Date: Fri 8/29/2003 3:58 AM
Random Thought: I Was Conned
I just discovered that last year I was conned by a student. Boy,
was I taken in--big time. My response to her heart-rednering story had
been dictated by my heart. I believed a clever and dishonest student who
went to such great pains to pull a sting on me. I was set up. She had
made false entries in her journal; she had others pretend to be someone
else on the telephone; she had believeable reasons for missing class and
not participating in the projects; she lied to the other members of her
community who in support of her became unwitting accomplices; she lied to
me. Like Jabez Stone, she had traded her soul. She had devalued and
disrespected herself in quest of the holy grail of a lousy grade she
needed to transfer. Too bad she didn't apply her energy to better
purposes. I gave her another chance at another place. I acted with
sympathy, understanding, and generosity. I had misplaced my trust. Some
would say I was dumb to do it. She would sneer that I was a push-over.
I discovered that she had duped others professors. That didn't ease the
feeling of having been violated. I have to admit that I didn't like my
life being invaded with a lie. It was like the feeling when our life
savings were embezzled by a friend a few years ago. And yet, I honestly
felt more sympathy and disappointment for her than anger towards her. I
honestly am saddened for her and not for me. She hurt herself, not me.

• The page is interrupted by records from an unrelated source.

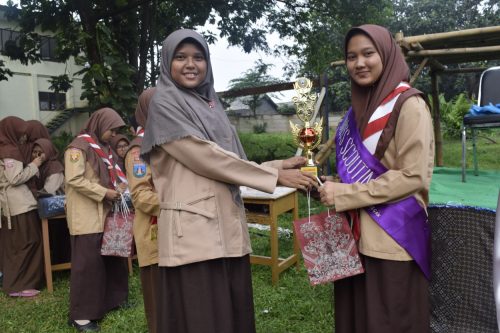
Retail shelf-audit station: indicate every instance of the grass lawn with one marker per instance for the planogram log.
(292, 306)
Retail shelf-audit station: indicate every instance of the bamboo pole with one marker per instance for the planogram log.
(436, 115)
(464, 50)
(418, 71)
(447, 35)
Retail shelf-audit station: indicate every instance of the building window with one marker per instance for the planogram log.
(48, 45)
(50, 101)
(48, 48)
(6, 36)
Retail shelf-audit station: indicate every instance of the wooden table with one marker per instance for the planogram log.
(46, 253)
(264, 208)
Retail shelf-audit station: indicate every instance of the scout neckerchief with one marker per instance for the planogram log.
(372, 133)
(106, 159)
(405, 220)
(380, 116)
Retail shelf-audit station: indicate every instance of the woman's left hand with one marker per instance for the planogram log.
(294, 162)
(296, 178)
(326, 194)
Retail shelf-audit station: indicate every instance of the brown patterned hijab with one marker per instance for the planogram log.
(365, 100)
(50, 166)
(176, 112)
(11, 131)
(99, 122)
(36, 130)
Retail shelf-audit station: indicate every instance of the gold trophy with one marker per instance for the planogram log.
(307, 137)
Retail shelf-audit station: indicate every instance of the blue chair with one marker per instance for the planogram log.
(489, 92)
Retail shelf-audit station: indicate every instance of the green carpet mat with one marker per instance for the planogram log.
(479, 191)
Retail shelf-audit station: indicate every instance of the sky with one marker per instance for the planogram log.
(231, 62)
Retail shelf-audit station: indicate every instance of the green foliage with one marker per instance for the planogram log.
(267, 147)
(62, 141)
(253, 77)
(109, 83)
(260, 128)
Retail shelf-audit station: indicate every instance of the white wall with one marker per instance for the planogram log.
(19, 95)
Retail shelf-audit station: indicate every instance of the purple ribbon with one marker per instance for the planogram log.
(405, 221)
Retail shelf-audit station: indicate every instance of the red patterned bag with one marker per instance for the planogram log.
(328, 247)
(117, 236)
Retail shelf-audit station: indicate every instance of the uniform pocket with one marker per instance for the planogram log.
(194, 228)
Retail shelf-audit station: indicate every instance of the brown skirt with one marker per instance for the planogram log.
(149, 282)
(392, 296)
(98, 283)
(213, 296)
(22, 252)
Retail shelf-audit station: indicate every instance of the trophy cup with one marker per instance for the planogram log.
(307, 137)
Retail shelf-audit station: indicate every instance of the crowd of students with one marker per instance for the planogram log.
(183, 169)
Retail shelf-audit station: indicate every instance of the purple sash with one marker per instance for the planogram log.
(405, 221)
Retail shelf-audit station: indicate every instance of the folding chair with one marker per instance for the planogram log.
(489, 92)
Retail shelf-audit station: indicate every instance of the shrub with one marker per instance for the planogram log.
(260, 128)
(61, 142)
(267, 147)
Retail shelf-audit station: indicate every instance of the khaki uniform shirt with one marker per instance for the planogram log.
(54, 183)
(86, 208)
(410, 160)
(200, 217)
(146, 204)
(15, 196)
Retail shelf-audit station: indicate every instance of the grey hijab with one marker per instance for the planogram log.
(176, 112)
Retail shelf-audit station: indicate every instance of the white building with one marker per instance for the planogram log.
(26, 94)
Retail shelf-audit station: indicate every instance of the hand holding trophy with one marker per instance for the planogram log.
(306, 137)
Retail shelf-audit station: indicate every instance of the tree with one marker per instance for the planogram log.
(254, 77)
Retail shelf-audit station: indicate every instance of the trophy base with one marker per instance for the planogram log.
(310, 169)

She lost her integrity, I didn't and won't. This lousy habit of deceit
she is developing will come back to bite her in one way or another. That
I guarantee.
Would I do it again? Would I give another student a second
chance. You bet. I presently am, and their continued commitment to their
promise is making it easier. I'm not pursuing perfection or waiting until
I'm perfect at what I do and what I believe. I'm not waiting until for
students to act perfectly as paragons of virtue before I risk making a
mistake in judgement. What she did has bearing on me only if I give her
permission to grind down my bearings. I cannot and will not. However
tough it is at this moment, I won't let her have a bearing on another
student at another time in another situation. I must take one person at a
time without listening to the whispers of her ghost in my ear and without
letting them push me over the edge into the black abyss of insulating
preconception about and stereotying of "all students."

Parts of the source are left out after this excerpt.